Di sisi lain tumbuh subur politik dinasti, politik identitas, politik belah bambu, money politic (termasuk mahar politik) untuk membeli suara rakyat agar memilih calon tertentu degan imbalan sejumlah uang. Koncoisme pun meraja lela tanpa tedeng aling-aling, sehingga yang terpilih adalah yang membayar, bukan yang memiliki kualitas dan integritas yang andal. Otonomi daerah belum dapat mensejahterakan rakyat di daerah bahkan sebaliknya korupsi meraja lela. Berdasarkan data Komisi Pemberantasan Korupsi (KPK) sebanyak 176 pejabat daerah terjerat kasus korupsi sepanjang periode 2004-2022. Rinciannya, terdapat 22 gubernur dan 154 walikota/bupati dan wakil yang juga berurusan dengan KPK. Baru-baru ini seorang Menteri dan semua anggota DPRD di Bolaang Mangondo Sulawesi Utara menjadi tersangka.

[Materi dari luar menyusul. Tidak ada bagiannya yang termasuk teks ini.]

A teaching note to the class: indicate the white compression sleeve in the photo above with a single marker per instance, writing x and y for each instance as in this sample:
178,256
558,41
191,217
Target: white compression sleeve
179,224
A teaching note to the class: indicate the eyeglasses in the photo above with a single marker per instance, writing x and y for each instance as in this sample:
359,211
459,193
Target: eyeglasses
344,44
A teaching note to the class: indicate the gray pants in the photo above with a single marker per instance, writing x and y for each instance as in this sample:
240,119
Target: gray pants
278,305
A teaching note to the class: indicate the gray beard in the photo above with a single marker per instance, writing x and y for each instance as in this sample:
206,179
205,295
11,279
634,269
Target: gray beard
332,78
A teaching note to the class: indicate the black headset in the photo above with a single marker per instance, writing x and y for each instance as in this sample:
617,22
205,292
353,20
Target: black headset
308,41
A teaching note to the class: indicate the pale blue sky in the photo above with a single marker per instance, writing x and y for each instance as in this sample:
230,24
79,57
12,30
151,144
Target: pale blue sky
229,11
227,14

     Tantangan terbesar ke depan menurut Andi Widjayanto Gubernur Lemhannas R.I,  sebagaimana terdapat dalam laman lemhannas adalah politik identitas, misinformasi yang terkait dengan hoaks dan hate speech. Solusinya  diperlukan regulasi yang tegas yang tidak menabrak prinsip-prinsip demokrasi tentang kebebasan berpendapat; literasi digital menjadi kunci bagi Indonesia untuk melakukan mitigasi eskalasi politik yang terkait dengan identitas, misinformasi, ujaran kebencian (hate speech) di tahun politik 2023 menuju pemilu 2024, dan memperkuat konsolidasi demokrasi, sehingga demokrasi Indonesia bisa semakin matang menuju Pemilu 2024 di tengah kecenderungan regresi demokrasi ini.  Sementara itu, data Economist Intelligence Unit (EIU) menunjukkan Indeks Demokrasi Indonesia tahun 2022 sebesar 6,71 poin turun ke peringkat ke-54 dunia masuk pada kategori demokrasi cacat (flawed democracies).

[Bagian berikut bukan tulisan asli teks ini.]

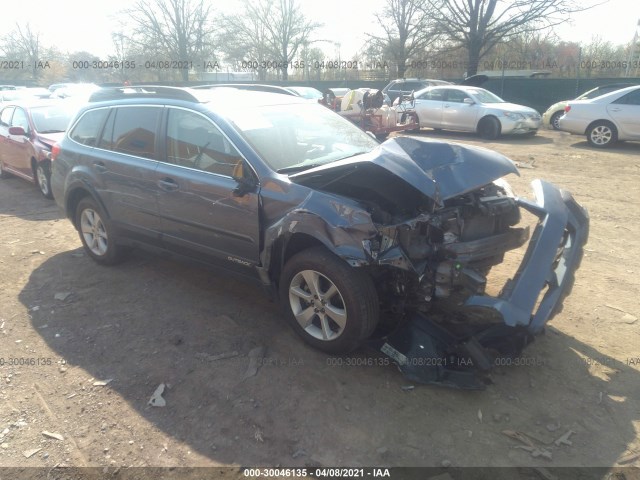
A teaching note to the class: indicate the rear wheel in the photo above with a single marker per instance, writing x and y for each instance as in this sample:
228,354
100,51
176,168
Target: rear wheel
96,233
489,128
332,306
43,177
602,134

     Salah satu hasil reformasi adalah pembatasan kekuasaan dan masa jabatan presiden dan wakil presiden paling lama 2 (dua) kali periode dan dipilih langsung oleh rakyat; begitu juga pemilihan kepala daerah dan wakil kepala daerah.  Pilpres langsung dipilih oleh rakyat digelar pertama kali pada Pemilu 2004 yang dimenangkan oleh pasangan Susilo Bambang Yudhoyono (SBY)-Jusuf Kalla, melalui dua putaran pemilu. Pilpres tahun 2009 dimenangkan kembali oleh pasangan  Susilo Bambang Yudhoyono (SBY)- Boediono, melalui dua putaran pemilu. Kemudian Pilpres 2014 diikuti oleh 2 paslon yaitu Joko Widodo – Jusuf Kala dan Prabowo Subiyanto – Hatta Rajasa (dimenangkan oelh pasangan Joko Widodo – Jusuf Kala), disinilah terjadi fenomena pembelahan atau polarisasi dukungan dengan proxy cebong dan kampret. Pilpres 2019 diikuti 2 paslon yaitu Joko Widodo – M.Ma;ruf Amin dan Prabowo Subiyanto – Sandiaga Uno, dimenangkan oleh Joko Widodo – M.Ma’ruf Amin.  Kini, kita sedang menantikan apa yang akan terjadi dengan tarik ulur kepentingan para elit parpol dalam mengusung paslon untuk Pemilu Serentak 2024. Kita bangsa Indonesia, menghendaki adanya jalur perseorangan atau independen dalam pilpres tersebuat agar ada calon alternatif diluar parpol sehingga lebih dari 2 paslon agar rakyat memiliki banyak pilihan, sekaligus meminimalisir dampak buruk dari polarisasi dukungan dalam masyarakat demi menjaga persatuan dan kesatuan bangsa. Euforia pilpres dan pilkada yang dibarengi munculnya politik dinasti, politik identitas, politik uang, politik cukong menimbulkan banyak persoalan kebangsaan yang belum terselesaikan pasca pilpres maupun pilkada.  Polarisasi dukungan, terutama pada pemilihan calon Presiden/Wakil Presiden 2014 dimana kontestannya hanya 2 (dua) paslon mengakibatkan rivalitas dan pembelahan masyarakat antara cebong dan kampret yang masih terasa hingga kini. Dan fenomena ini bakal terjadi lagi pada Pemilu Serentak 2024 manakala paslon pilpres hanya 2 paslon. 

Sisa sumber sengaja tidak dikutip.